The club itself occupies a double storefront. It’s big and bright inside, with large windows that face west from the room where we played. How delightful to see the afternoon sun! They had 14½ tables, a big game, but not their biggest, I was told. Sometimes they spill over into the tables in their other room. Membership, someone said, was about 400 – a serious bridge community. I recognized about a quarter of them from the sectional and regional tournaments.
No shuffling the cards, either. They had computer-generated hands and the cards all had little bar codes on the edges so that the machine could deal them. Scoring was on pick-up slips, giving us no idea how other tables played the hands, and those hands seemed rather tricky at first.
It took Selina and me a while to get our footing. We were winning bids at auction, but going down. We got caught in cross-ruffs. Every time we needed a finesse, it failed. With a big hand opposite Selina’s opener, I pushed her to slam, but it was a trick short.

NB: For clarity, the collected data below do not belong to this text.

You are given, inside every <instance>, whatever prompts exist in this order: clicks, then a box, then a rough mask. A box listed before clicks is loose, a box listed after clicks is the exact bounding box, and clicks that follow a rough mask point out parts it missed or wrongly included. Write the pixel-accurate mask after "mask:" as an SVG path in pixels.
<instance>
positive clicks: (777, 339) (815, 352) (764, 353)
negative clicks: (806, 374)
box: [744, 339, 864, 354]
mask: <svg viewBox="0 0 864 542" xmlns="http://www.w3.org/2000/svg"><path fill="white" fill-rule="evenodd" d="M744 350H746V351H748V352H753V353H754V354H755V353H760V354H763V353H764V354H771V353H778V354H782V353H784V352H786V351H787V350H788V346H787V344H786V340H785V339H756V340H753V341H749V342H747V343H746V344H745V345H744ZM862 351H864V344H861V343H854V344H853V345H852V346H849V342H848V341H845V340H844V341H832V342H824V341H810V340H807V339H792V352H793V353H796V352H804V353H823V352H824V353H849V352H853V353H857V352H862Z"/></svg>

A couple times, she claimed a contract early while conceding a trick, only it was a trick she didn’t need to concede. I wound up telling her that we absolutely must not claim early when we play again the STaC at the Airport Bridge Club on Tuesday.
And then there was the uproar over our bidding. Selina opened a weak 2 Hearts while I was holding a seven-card Spade suit missing the Ace, plus four Diamonds headed by Ace-King. Counting eight tricks if we played in Spades, I bid 2 Spades and Selina passed. Our opponent called the director. Unless it was alerted, he complained, it was a demand bid.
We explained to the director that we hadn’t run into this before and, although we had a convention card from the regional tournament, it was out in my car. She let us keep bidding – the opponents doubled and competes – and when we were finished, she said to call her back later. The auction ran to 4 Spades, which the complainant doubled. After I made 4 Spades, he called the director again. He wouldn’t have doubled, he said, if we bid correctly. She said she’d look at all the results and adjust accordingly. When we had a sit-out on the next-to-last round, she came over and told us that she was scoring us for simply making 4 Spades. No double. It was still a good hand for us.
Unable to predict how we were doing from the scoring slips, we speculated about our final score. Over 50%? Doubtful. I’d be happy enough with something between 45 and 50%. I’d be OK with finishing in the low 40s, I added. Below 40%, I’d feel bad. When the results were posted on the bulletin board, we wound up with 46.70%, which nevertheless was good enough to be second in the C strat in our direction. The C strat, believe it or not. They must have averaged our master point totals. We earned .28 of a point.